En el capítulo quinto se refiere a los frutos y obras de la fe: paz, alegría, amor a Dios y al prójimo; además, seguridad, intrepidez resolución, valor y esperanza en la tristeza y en el sufrimiento. Pues todo esto es lo que sigue cuando la fe es correcta a causa del bien superabundante que Dios nos muestra en Cristo, a quien dejó morir por nosotros, antes que se lo pidiéramos, más aún cuando todavía éramos enemigos. Por consiguiente, es evidente que la fe sin obra alguna justitica, de lo cual no se deduce, sin embargo, que por ello no se deba hacer ninguna obra buena, sino que por el contrario, las obras verdaderas no deben quedar afuera; de ellas nada saben los falsos devotos que inventan propias obras en las que no hay ni paz, ni alegría, ni seguridad, ni amor, ni esperanza, ni intrepidez, ni ninguna clase de verdadera obra y fe cristiana.

Después hace una agradable digresión y un rodeo y relata de dónde provienen ambos, el pecado y la justicia, la muerte y la vida, confrontando finalmente a ambos: Adán y Cristo. Quiere decir: por eso tuvo que venir Cristo, otro Adán, que nos dejara la herencia de su justicia, mediante un nuevo y espiritual nacimiento en la fe, así como aquel Adán nos dejó como herencia el pecado mediante el original nacimiento carnal. Pero se manifiesta y se confirma con ello que nadie puede con las obras liberarse a sí mismo del pecado y llegar a la justicia, así como tampoco puede evitar nacer corporalmente. Con eso se demuestra también que la ley divina -que por lógica debería ayudar- si es que puede ayudar algo para la justicia, no solamente no ha ayudado, sino que también ha aumentado los pecados, por el hecho de que la mala naturaleza se hace tanto más enemiga de la ley y quiera satisfacer sus apetitos tanto más cuanto más se lo prohíbe la ley. De esta manera, la ley hace aún más necesario a Cristo y exige más gracia que ayude a la naturaleza.

En el capítulo sexto considera la obra especial de la fe, la lucha del espíritu con la carne, dirigida a matar completamente los pecados y placeres restantes que quedan después de la justificación y nos enseña que nosotros no estamos liberados por la fe, de manera que podamos estar ociosos, flojos y seguros, como si ya no existiera ningún pecado. El pecado sigue existiendo pero no conduce a la condenación a causa de la fe que lucha contra él. Por eso, durante toda nuestra vida tenemos bastante que hacer con nosotros mismos, para subyugar nuestro cuerpo, matar sus apetitos y doblegar sus miembros, de manera que sean obedientes al espíritu y no a los placeres, a fin de que seamos iguales a Cristo en su muerte y resurrección y realicemos nuestro bautismo que significa también la muerte de los pecados y una nueva vida en la gracia hasta que, totalmente puros de pecados, resucitemos en forma corporal con Cristo y vivamos eternamente.
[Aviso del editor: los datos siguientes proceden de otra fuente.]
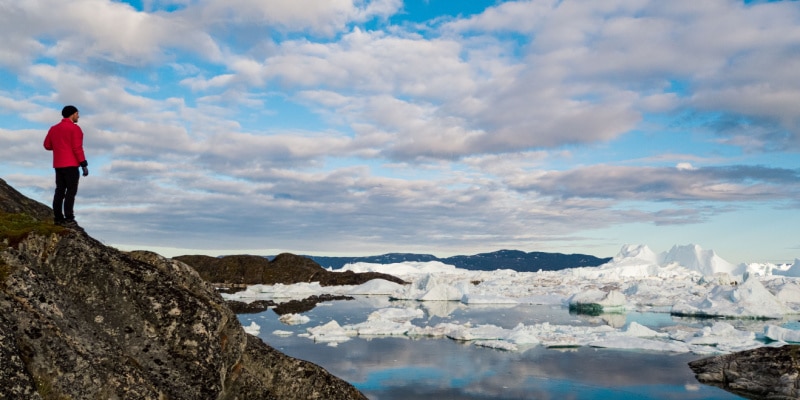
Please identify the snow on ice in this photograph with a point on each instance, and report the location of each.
(685, 281)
y esto lo podemos hacer porque, afirma él, estamos en la gracia y no en la ley. Esto lo interpreta de manera tal que no estar en la ley no debe significar no tener ninguna ley, de modo que se pueda hacer lo que cada cual quiera, sino que estar bajo la ley significa ocuparse en sus obras sin la gracia. Entonces dominará ciertamente el pecado por la ley, porque nadie siente una inclinación natural por ella; pero esto mismo es un gran pecado. La gracia, por el contrario, nos hace amable la ley, de modo que el pecado ya no existe y la ley no está más en oposición, sino de acuerdo con nosotros.
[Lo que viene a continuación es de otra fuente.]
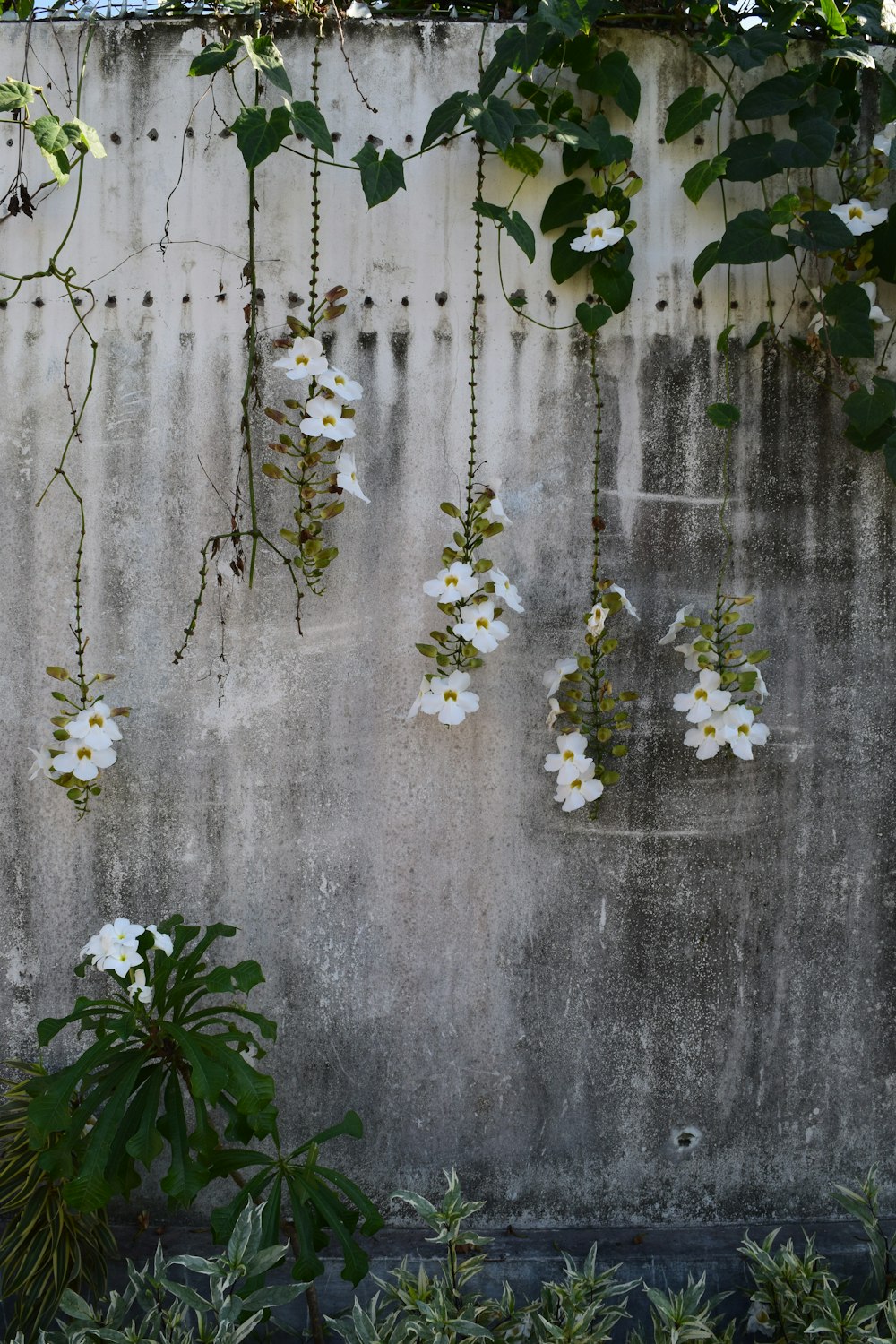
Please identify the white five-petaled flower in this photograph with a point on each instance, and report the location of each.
(306, 359)
(708, 737)
(324, 419)
(614, 588)
(42, 763)
(677, 624)
(600, 230)
(555, 675)
(884, 139)
(477, 626)
(704, 699)
(858, 215)
(578, 790)
(504, 590)
(450, 699)
(418, 699)
(346, 476)
(597, 618)
(743, 733)
(570, 758)
(94, 726)
(161, 941)
(140, 989)
(82, 761)
(339, 384)
(452, 585)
Esta es la verdadera libertad del pecado y de la ley, de lo cual habla hasta el final de este capítulo; es una libertad para hacer sola y gustosamente el bien y para vivir de una manera piadosa sin la imposición de la ley. Por tal motivo, tal libertad es una libertad espiritual, que no suprime la ley, sino que ofrece lo que es exigido por ella, es decir, el placer y el amor para que la ley sea silenciada y no tenga más que ejercer o exigir. Es lo mismo que si tuvieras alguna deuda con un señor feudal y no pudieras pagar. Podrías deshacerte de él de dos maneras: o bien que no tomara nada de ti y rompiera su registro de deudas o que algún hombre bondadoso pagara en tu lugar y te diera lo suficiente pata que salieras de la deuda. De esta manera nos ha liberado Cristo de la ley. Por eso no es una libertad desordenada y corporal que no tenga que hacer nada, .sino una libertad que hace muchas y muy diversas obras, pero que está libre de la exigencia y de la deuda de la ley.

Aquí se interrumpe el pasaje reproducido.